What is Economic risk?
The risk that an overall downturn in the economy will result in lower sales and profits (and consequently lower stock prices) for the corporations you invested in.
How this risk plays out in the real world
Aug 31, 2018: Trade tensions could spark a ‘global economic crisis,’ says former trade minister
Jul 28, 2018: U.S. economy accelerates to 4.1% rate in second quarter, fastest in almost 4 years
Jul 28, 2017: U.S. economy accelerated during first full Trump quarter
Sep 15, 2016: Street economists cut Q3 GDP estimates after retail sales miss
Jun 06, 2016: The recovery just turned 7, and here’s why it feels so weak
Sep 15, 2015: Morning MoneyBeat: The U.S. Appears Headed for an Earnings Recession
Oct 12, 2014: Global Signs of Slowdown Ripple Across Markets, Vex Policy Makers
Aug 28, 2014: US economic growth outpaces government estimates
Jan 31, 2014: Five newly-released numbers to help you gauge how the US economy is doing
Oct 22, 2013: Why Bad News On Economy Was Good For Stocks
Connection to other risks
This risk relates to Market risk in that both can move the stock market to drop. But, if the market is falling because there is a recession, it can stay down for an extended period of time as investors become reluctant to bid stock prices higher until they begin to see the eventual end of the recession.

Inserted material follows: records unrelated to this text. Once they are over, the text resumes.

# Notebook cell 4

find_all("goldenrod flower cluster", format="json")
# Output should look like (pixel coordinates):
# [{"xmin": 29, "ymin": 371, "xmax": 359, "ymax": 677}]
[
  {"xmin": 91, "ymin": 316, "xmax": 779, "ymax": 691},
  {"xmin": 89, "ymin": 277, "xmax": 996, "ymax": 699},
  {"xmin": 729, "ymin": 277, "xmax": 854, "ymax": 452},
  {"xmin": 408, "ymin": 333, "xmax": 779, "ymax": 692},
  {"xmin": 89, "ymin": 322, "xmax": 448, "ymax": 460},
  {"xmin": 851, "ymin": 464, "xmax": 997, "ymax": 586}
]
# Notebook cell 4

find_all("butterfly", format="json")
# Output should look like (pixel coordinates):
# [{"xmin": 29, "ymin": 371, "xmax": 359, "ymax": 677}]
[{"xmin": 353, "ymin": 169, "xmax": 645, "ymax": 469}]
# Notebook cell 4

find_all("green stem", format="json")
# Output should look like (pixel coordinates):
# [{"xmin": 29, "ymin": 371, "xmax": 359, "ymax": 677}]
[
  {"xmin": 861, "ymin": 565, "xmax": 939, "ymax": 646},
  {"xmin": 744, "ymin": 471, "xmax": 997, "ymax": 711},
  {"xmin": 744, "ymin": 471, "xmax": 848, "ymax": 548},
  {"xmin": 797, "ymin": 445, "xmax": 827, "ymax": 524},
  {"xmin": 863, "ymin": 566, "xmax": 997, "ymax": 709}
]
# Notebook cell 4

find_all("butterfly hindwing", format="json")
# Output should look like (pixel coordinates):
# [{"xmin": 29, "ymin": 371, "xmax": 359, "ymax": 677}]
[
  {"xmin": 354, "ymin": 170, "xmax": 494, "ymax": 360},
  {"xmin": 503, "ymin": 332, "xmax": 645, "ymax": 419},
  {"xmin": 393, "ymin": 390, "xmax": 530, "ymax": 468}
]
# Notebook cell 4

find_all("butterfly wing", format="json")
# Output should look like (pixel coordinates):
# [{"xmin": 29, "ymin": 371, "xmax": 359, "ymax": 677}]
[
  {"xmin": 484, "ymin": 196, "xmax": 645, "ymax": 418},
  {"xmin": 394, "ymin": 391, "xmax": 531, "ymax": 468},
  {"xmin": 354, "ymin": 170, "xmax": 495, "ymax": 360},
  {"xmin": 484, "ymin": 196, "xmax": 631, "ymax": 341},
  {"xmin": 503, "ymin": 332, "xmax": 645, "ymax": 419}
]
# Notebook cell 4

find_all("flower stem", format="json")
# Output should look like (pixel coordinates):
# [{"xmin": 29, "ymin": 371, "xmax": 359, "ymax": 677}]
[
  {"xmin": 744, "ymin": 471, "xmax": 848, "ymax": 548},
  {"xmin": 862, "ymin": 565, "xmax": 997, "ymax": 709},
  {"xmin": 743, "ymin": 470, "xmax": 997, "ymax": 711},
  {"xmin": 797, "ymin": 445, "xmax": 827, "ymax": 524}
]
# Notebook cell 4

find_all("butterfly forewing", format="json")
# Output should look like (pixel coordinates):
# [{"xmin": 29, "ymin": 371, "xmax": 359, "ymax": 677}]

How investors can manage Economic risk
- As a recession approaches, invest in so-called “defensive” stocks such as makers of necessities like tooth paste and laundry detergent or utility companies which supply our homes with electricity and natural gas.
- Instead of defending, go on offense. Invest in “counter cyclical” corporations that should do well during difficult times. These include pawn shops, dollar stores, collection agencies, and liquor makers.
- Put protective “sell stops” orders in place so that your stocks will automatically sell if they drop to a level representing the maximum loss you are willing to suffer.
A final word
The Great Recession that was caused by the inflating and popping of the housing credit bubble began in 2007 was declared officially over by the middle of 2009. The stock market downturn was severe, with stocks losing more than half their value from the peaks they reached in 2007. Even though economic growth and job creation were anemic in the subsequent decade, the stock market has soared from the lows of 2009.